Saturday, June 11, 2011


In all the previous descriptions of "field telephones" signaling between phones has used a DC voltage. While simple to design and use, alas it isn't employed except in very specialized applications like E&M signaling which is some times used between commercial PBX's. Also it it incompatible with most all commercial and military equipment you are likely to encounter.
That brings us to AC signaling which come in two principal flavors. 1) high voltage direct signaling: IE a 70-100 volt 20-30 Hz signal wich directly activates the the ringer ( or clacker) in a phone, and 2) low voltage audio tones (not unlike the familiar "touch tones" we all know) which are detected in the phone and in turn activates the alerting device ( speaker, or handset element) in the phone.

All commercial phones fall into the first category (except for not having a built in ringing generator), as do many military sets like the EE8, TA43, TA312, and the TA1040 ( from Sweden, and those German units that periodically become available).
Units that fall in to the second category are the TA341, TA838 and the TA1042 ( incidentally these set will also work on the civilian net work as well, when configured for it)

Field phones in the first category incorporate a built in ringing generator, usually hand operated, though the TA1040 has an electronic ring generator for signaling other phones or a switch board.
( see the first illustration)

Field Phones in the second group are some times multifunctional, in that they can be used for point to point communications using internal tone generators and detectors, or they can be switched over for use on a "analog" type military PBX  or used on the civilian network.
( see the second illustration)

It should be noted that the second category using internal tone detection and generation are on at all times as that the tone detector is always waiting to receive a signal indicating an incoming call, this constant battery drain may affect battery life.
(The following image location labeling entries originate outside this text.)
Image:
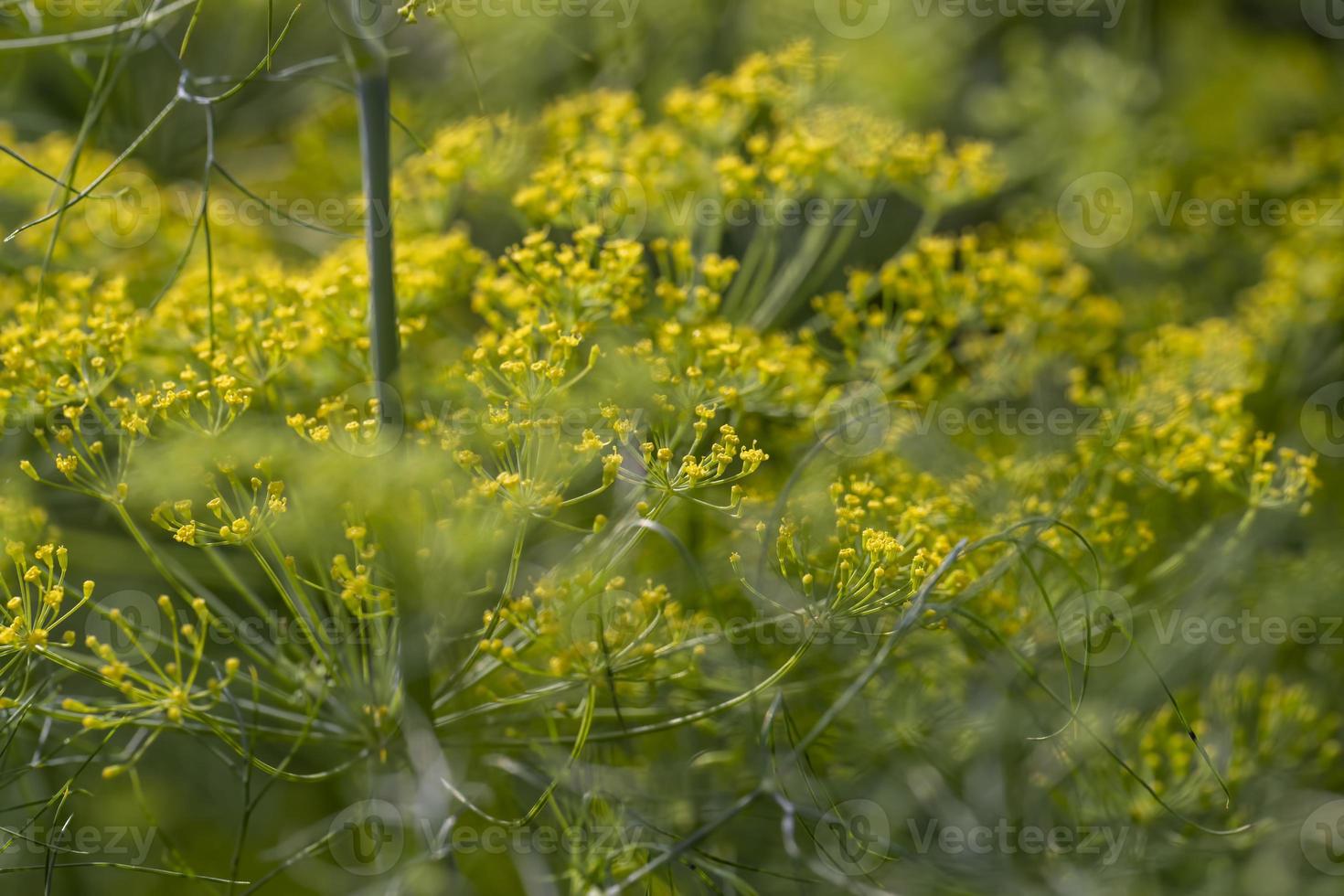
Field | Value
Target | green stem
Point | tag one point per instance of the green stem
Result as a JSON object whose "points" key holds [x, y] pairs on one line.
{"points": [[375, 146]]}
Also note that this type of phone has a some what more complicated internal circuit, and that this mode of operation is not compatible with civilian equipment when used in the "point to point" mode.

You may encounter some other military type sets such as the TA954, and the TA1035, these are "Digital Field Phones" and can only be used on special "Digital" Military PBX's and are not useful for our purposes
(nice to look at but expensive paper weights).

The advantages of AC signaling over DC is practicably improved range ( The EE8 could communicate 26 miles under ideal conditions) and better compatibility with civilian equipment. For the purposed of this blog we will focus principally on direct AC signaling.
In the near future I will describe a DC powered (3-6v) ringing generator you can build, largely out of 1 off the shelf module and a few other discreet components, as well as several "voice networks" that can be built from of the shelf components as well.